Overall, Nepal´s Ministry of Tourism and Civil Aviation is very optimistic that ´Visit Nepal Tourism Year 2011´ will prove a grand success. As one coordinating source mentioned to this writer, it has sparked new national enthusiasm to get things done on time with the possible conclusion of the Nepali peace process by the middle of 2010. Prime Minister Madhav Kumar Nepal, according to his close advisers, has also taken serious personal interest to make Nepal known as a world famous tourism destination with the stated Visit Nepal 2011 promotion plan.
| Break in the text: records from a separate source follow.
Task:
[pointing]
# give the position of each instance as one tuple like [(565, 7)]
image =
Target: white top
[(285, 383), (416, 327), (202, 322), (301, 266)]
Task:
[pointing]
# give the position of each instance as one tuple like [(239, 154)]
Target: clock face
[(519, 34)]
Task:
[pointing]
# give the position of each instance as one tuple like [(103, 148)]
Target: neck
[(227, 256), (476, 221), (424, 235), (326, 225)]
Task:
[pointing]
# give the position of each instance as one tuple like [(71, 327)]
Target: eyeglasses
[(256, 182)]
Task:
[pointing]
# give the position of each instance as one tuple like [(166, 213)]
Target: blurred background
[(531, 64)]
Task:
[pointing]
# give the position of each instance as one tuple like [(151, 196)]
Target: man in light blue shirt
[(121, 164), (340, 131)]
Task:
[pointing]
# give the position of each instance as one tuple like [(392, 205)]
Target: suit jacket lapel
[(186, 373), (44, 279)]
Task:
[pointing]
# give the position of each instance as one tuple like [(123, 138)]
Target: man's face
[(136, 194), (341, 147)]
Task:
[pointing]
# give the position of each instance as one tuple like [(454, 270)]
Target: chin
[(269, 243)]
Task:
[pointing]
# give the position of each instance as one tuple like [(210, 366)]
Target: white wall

Similarly, tourism entrepreneurs are putting pressure on the Nepal government to get the Lumbini International Airport and the Bara International Airport up and running within the period, which sounds impossible, but given unanimous donor enthusiasm on both projects, could happen on time. Nepal definitely needs to increase its hotel room capacity by another 40% to accommodate the projected arrivals in 2011. Similarly, Nepal Airlines must live up to its stated promise of servicing the European tourist routes, and quickly purchase two or three medium range fuel efficient, jets on direct lease basis from reputed manufacturers such as Boeing or Airbus to ferry in the tourists. Western entrepreneurs in the U.S., Canada, and Europe too have shown unanimous enthusiasm in promoting Nepali tourism and help Nepal maintain its current open skies policy to make the target year a total success. The U.N. has stepped up quality tourism programs in Nepal focusing more on the grassroots, the catchword being sustainable eco-tourism, such as in Brazil.

Hopefully, Nepal will have solved its internal political confusion by 2010. To strengthen the cause, Nepali ambassadors and consul generals must ideally serve as focal points for Visit Nepal 2011 endeavors. They could, in turn, mobilize volunteerism among Nepalis living abroad to help promote their country as a cultural and adventure tourism destination. One urgent problem that needs to be redressed in the immediate future is the 11 hours electricity load shedding, which otherwise will make Visit Nepal 2011 seem impossible to achieve.